Do you know what a construct is? A construct is an item you want to measure. “Buying behavior” is an example of a construct. By measuring this construct with several questions you can get more information. But, these questions you use need to correlate with each other in order to measure the same construct. This can easily be analyzed with SPSS, a factor analysis shows how well questions correlate with each other and if they measure the same construct.

Meyer wrote about the elements of a survey. He gave a clear overview of what elements you must think about when conducting a survey. According to him, a survey contains:

  1. An information goal or set of goals
  2. A sample
  3. A questionnaire
  4. A collection method
  5. Coding and analysis

By using all these tips, your future survey will hopefully contain less misleading data compared to mine.
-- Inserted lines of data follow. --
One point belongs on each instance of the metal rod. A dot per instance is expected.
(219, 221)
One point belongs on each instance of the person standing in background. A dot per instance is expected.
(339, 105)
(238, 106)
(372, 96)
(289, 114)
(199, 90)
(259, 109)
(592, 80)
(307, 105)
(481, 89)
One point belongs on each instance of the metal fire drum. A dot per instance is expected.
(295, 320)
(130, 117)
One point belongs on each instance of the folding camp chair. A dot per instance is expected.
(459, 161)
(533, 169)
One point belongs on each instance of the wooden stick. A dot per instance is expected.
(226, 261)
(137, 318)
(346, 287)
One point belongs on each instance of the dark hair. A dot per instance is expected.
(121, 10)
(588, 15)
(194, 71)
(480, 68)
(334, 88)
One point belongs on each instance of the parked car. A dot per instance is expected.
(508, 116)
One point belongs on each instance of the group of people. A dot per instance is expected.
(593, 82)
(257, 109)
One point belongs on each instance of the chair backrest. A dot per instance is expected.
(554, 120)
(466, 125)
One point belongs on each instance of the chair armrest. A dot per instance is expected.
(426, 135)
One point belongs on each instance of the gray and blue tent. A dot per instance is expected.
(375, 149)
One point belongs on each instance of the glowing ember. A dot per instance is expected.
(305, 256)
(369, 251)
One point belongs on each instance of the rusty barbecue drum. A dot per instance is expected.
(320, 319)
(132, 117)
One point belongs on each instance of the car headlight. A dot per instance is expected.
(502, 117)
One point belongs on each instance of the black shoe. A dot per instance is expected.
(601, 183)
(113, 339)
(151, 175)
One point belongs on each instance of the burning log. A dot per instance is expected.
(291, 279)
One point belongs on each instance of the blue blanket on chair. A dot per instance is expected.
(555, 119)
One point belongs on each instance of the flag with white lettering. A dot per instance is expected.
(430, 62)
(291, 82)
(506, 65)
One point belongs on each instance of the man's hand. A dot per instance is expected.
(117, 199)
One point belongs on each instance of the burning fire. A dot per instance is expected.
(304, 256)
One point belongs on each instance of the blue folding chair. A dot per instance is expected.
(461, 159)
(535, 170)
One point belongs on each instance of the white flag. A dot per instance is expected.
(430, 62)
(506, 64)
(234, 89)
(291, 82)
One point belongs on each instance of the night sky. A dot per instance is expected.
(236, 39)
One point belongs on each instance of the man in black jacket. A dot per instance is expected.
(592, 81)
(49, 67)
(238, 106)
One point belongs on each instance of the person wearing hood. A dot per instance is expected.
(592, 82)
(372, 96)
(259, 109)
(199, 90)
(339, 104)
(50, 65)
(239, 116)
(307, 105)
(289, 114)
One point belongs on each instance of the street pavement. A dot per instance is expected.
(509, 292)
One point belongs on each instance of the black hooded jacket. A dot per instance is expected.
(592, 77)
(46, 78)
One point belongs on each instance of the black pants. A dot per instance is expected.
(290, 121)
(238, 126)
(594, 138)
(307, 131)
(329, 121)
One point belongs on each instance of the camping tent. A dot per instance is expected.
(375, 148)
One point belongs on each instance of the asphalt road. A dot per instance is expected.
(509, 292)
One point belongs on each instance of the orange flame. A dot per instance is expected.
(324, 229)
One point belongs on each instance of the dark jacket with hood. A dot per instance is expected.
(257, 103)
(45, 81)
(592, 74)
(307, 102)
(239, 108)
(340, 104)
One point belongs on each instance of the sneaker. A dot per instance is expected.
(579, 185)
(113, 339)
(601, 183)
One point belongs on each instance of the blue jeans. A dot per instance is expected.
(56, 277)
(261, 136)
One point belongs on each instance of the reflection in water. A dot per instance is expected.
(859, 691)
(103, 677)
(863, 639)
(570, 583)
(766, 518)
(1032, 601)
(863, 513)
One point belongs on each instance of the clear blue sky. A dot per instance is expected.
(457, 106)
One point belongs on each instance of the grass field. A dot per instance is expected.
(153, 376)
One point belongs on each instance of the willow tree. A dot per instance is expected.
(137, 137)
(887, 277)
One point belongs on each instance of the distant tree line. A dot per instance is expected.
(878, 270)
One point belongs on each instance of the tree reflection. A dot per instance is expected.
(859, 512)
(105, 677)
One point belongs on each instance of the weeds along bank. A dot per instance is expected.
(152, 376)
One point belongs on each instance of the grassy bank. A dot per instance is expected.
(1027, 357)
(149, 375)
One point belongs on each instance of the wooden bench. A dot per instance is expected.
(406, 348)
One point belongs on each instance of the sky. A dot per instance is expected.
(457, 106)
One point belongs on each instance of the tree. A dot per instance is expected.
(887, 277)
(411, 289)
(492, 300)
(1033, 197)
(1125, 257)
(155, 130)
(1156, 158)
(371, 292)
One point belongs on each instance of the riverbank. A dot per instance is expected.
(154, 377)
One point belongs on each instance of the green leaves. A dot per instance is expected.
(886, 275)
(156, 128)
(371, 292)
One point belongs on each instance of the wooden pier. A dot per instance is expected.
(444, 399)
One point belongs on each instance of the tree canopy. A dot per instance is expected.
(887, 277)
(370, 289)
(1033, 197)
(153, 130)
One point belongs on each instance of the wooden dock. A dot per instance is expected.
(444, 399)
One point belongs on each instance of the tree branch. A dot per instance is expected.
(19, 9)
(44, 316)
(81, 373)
My final statement on this topic

Exit-polls with more question, are better to measure the intentions of the voters compared to exit-polls with just one question.


Fowler, F.J., & Cosenza, C. (2008). Writing effective questions. In E.D. de
Leeuw, J.J. Hox, & D.A. Dillman (Eds.), International Handbook of Survey
Methodology (pp.136-160). New York, London: Taylor & Francis.

Meyer, Ph. (2002). Surveys. In Precision Journalism. A reporter’s introduction
to social science methods (pp. 99-130). Lanham, Maryland: Rowman &
Littlefield. An online version:

Rekdal, O. B. (2014). Academic urban legends. Social Studies of Science, 44(4), 638–654. https://doi.org/10.1177/0306312714535679

Rugg, D. (1941). Experiments in wording questions: II. The Public Opinion
Quarterly, 5(1), 91-92.

TREADWELL, D. F. (2011). Introducing communication research: paths of inquiry. Thousand Oaks, Calif, SAGE Publications.